Selon des documents officiels étasuniens révélés par le National Security Archive, le programme de “démocratie pour Cuba promu par le gouvernement étasunien est une « activité opérationnelle » qui requiert une « discrétion permanente » dans le cadre de plusieurs « plans de transition » que Washington envisage contre le gouvernement du président Raúl Castro.

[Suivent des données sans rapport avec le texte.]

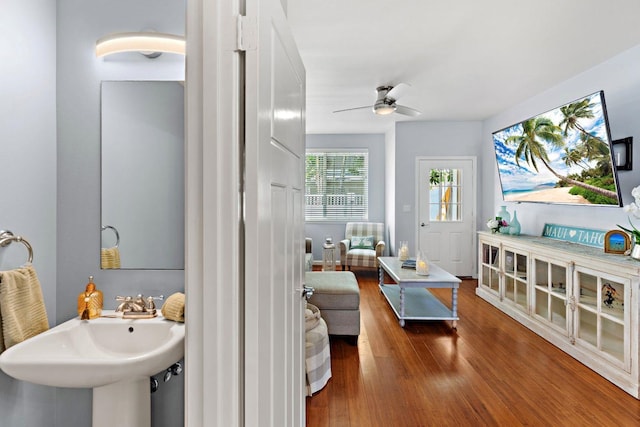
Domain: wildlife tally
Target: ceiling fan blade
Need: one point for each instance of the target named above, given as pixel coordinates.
(355, 108)
(401, 109)
(398, 90)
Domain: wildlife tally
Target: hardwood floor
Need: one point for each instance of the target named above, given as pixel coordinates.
(491, 372)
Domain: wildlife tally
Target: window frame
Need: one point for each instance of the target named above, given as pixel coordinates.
(362, 208)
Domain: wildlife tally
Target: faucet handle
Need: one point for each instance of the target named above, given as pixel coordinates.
(125, 303)
(150, 304)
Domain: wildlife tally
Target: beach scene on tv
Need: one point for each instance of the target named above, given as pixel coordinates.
(561, 156)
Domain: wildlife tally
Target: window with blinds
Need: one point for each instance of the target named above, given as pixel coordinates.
(336, 185)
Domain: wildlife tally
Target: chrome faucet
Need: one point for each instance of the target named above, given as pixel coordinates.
(138, 307)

Les documents officiels révélés ont été présentés devant un tribunal dans le cadre d’une affaire légale promue par Alan Gross, le sous-traitant emprisonné à Cuba en 2009 pour avoir introduit de façon clandestine des équipements de télécommunications dans ce pays. Alan Gross et sa femme Judy ont porté plainte l’année dernière contre l’USAID, l’Agence des Etats-Unis pour le Développement International et contre la DAI, la Development Alternatives Inc, cette dernière était son employeur quand il a été arrêté dans l’île et elle est un des principaux embaucheurs de l’USAID, les accusant d’avoir commis des erreurs au moment de le préparer et de le superviser de façon adéquate face aux dangers des activités pour lesquelles il avait été envoyé à Cuba.
Les documents ont été présentés devant le tribunal par la DAI la semaine derrière. L’un d’entre eux classé « top secret » révèle qu’au cours d’une réunion entre la DAI et l’USAID, en août 2008, des fonctionnaires du Programme pour la Démocratie à Cuba et la Planification des Contingences, disent à l’entreprise de sous-traitance que la « USAID n’est pas en train d’informer les Cubains comment ou pourquoi ils ont besoin d’une transition démocratique, mais que l’agence désire fournir la technologie et les moyens pour communiquer des informations dont la population pourrait bénéficier et que le programme avait l’intention « d’établir une base d’où les Cubains pourraient développer des visions alternatives de l’avenir ».
Le même document signale que “le gouvernement des Etats-Unis a, entre 5 et 7 plans de transition différents » pour Cuba et qu’il ne s’agit pas d’un projet analytique, mais d’une activité opérationnelle.